What Are The Signs (or Consequences) of a Codependent Relationship?

However, in codependent relationships, people often use each other to try to feel the way they want to feel, just as they would use drugs. The signs of an addictive or co-dependent relationship often mirror symptoms of chemical dependency.

In codependent relationships, manipulation and mind games take up a lot of time and energy. One person often spends significant time rescuing the other from problems, again and again. They try to fix the other person, or at the very least, solve the other person’s problems.
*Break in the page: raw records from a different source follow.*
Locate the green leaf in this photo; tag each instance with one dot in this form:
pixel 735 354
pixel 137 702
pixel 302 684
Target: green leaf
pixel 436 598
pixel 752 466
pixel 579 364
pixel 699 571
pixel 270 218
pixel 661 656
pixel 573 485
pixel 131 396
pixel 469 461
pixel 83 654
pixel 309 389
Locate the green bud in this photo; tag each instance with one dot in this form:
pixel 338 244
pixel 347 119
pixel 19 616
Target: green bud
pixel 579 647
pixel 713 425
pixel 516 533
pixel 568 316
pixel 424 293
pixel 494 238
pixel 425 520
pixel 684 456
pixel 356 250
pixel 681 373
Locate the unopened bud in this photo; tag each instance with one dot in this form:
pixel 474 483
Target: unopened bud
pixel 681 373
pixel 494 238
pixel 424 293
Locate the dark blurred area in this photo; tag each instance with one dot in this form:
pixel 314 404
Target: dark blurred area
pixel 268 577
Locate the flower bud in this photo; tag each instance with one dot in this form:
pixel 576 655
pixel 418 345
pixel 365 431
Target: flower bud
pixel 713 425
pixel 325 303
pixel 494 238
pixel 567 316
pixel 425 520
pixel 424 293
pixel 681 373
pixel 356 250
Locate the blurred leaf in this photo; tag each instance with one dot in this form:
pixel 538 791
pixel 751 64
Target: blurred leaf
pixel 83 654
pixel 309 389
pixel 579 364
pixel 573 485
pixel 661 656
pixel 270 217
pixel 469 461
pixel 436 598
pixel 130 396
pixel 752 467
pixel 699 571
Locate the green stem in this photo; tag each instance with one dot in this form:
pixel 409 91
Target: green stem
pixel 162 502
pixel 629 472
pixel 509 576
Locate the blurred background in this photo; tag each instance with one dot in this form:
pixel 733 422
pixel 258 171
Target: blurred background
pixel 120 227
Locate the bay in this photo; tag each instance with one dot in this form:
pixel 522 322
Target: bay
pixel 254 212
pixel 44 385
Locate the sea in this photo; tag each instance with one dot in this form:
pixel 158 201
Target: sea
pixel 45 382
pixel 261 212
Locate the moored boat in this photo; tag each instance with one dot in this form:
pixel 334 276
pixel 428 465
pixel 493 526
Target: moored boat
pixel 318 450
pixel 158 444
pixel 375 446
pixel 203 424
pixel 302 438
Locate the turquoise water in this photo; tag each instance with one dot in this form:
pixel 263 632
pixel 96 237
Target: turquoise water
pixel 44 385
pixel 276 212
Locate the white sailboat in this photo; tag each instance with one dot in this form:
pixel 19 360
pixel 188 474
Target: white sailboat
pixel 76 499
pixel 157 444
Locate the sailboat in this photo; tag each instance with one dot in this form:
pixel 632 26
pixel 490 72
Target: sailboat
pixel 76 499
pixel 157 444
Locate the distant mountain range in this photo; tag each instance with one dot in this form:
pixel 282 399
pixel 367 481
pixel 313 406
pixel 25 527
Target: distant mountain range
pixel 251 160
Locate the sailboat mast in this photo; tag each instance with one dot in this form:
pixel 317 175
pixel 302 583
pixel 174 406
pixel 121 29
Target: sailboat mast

It’s common for the relationship to have heated arguments that often don’t make sense to either person. The relationship is never boring, but it’s usually stressful. Finally, in codependent or addictive relationships, the individuals go back and forth between feeling abandoned and feeling smothered.

 

Common Codependent Characteristics:

  • I blame myself for things out of my control.
    • “I should be able to fix or solve any problem.”

 

  • I feel guilty doing something for myself – I often feel selfish.
    • “When I do something good for myself, I don’t feel good about it.”
    • “Things that are supposedly good for me don’t have that effect.”

 

  • I have difficulty knowing what it is I need or want.
    • “I’m too busy with other things to slow down and reflect.”
    • “My own personal care has never been a priority to others or me.”

 

  • I have a difficult time asking for things I want or need. I just react to what others want.
    • “I’m a pushover.”
    • “I lack assertive and assured communication.”

 

  • I have difficulty enforcing consequences when others break rules.
    • “I don’t like conflict; I hate being the bad guy.”
    • “I talk a good talk, but have trouble backing it.”
    • “I tend to make threats or ultimatums that I know I can’t/won’t enforce.”

 

  • I am afraid of other people’s anger.
    • “I hate conflict or confrontation.”
    • “People being upset or disappointed in me is devastating.”

 

  • I allow others to be rigid and controlling with me.
    • “In order to feel wanted or needed, I am a doormat.”
    • “What I want or need is not as important as what others want or need.”

 

  • I feel like a victim.
    • “I am helpless, powerless, or worthless.”
    • “Nothing ever goes the right way for me.”
    • “I tend to focus or dwell on what I can’t control.”

 

  • I tolerate inappropriate behavior.
    • I tend to avoid confrontation or conflict.”
    • “I don’t have a right to make others adhere to my standards.”